In quantum physics, this symmetry group gets represented on a Hilbert space as $U: H \to H$. Since the components of the quantum field are promoted to operators, they transform like all operators do under this transformation: $A^\mu \mapsto U^\dagger(g)A^\mu U(g)$.

Eq. (5) is a condition that "quantization" commutes with "apply $G$", i.e. the result of doing the transformation on the classical field and then interpreting it as an operator is the same as transforming the field operators themselves.

If you want to state rigorously in which space eq. (5) holds, then this is simply the tensor product $V\otimes \mathcal{O}(H)$, where $\mathcal{O}(H)$ is some suitable space of operators on $H$ that contains the quantized $\phi^\mu$.


The situation you describe exactly arises when representing a finite dimensional real Lie group $G$ with a strongly continuous representation (finite or infinite dimensional) $$G\ni g \mapsto U_g\:.\tag{1}$$ In this case one focus on the natural representation the group has on its Lie algebra: $$L_g : \mathfrak{g} \to \mathfrak{g}$$ defined fruom the requirement $$g e^{t s} g^{-1} = e^{tL_gs}$$ (taking the derivative for $t=0$ of both sides).

The representation $G\ni g \mapsto L_g$ is finite dimensional since the Lie algebra is finite dimensional, thus it is constructed by matrices. $$L_g s_k = \sum_r A_k^r(g) s_r$$ for every basis $s_1,\ldots, s_n$ of the Lie algebra $\mathfrak{g}$.

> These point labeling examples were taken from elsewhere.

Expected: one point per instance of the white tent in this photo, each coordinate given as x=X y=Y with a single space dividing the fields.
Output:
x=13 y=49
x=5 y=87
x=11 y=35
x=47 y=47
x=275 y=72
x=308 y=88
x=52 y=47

From known theorems on strongly continuous unitary representations, the unitary operators in (1) can be written, in a neighborhood of the identity, $$U_g = \exp(-i \sum_r a^k S_k)$$ where all linear combinations of the operators $S_k$ generally defined in an infinite dimensional Hilbert space where (1) exists, are essentially self adjoint on a common invariant (also for the representation $U$) dense domain and the map $dU: s_k \mapsto -iS_k$ induces a Lie algebra representation on that space. This domain is known as the Garding domain (another similar domain is that discovered by Nelson).

$S_k$ is here the generator, in the sense of the Stone theorem, of the one parameter group $U_{e^{ts_k}}$.

It is now easy to prove that $$U_g S_k U_g^{-1} = \sum_r A_k^r(g) S_r$$ is true on the said domain.

What you call operator valued elements are nothing but the elements in the image of a Lie algebra representation $dU$ of the Lie algebra $\mathfrak{g}$ induced by a strongly continuos unitary representation of the Lie group $G$.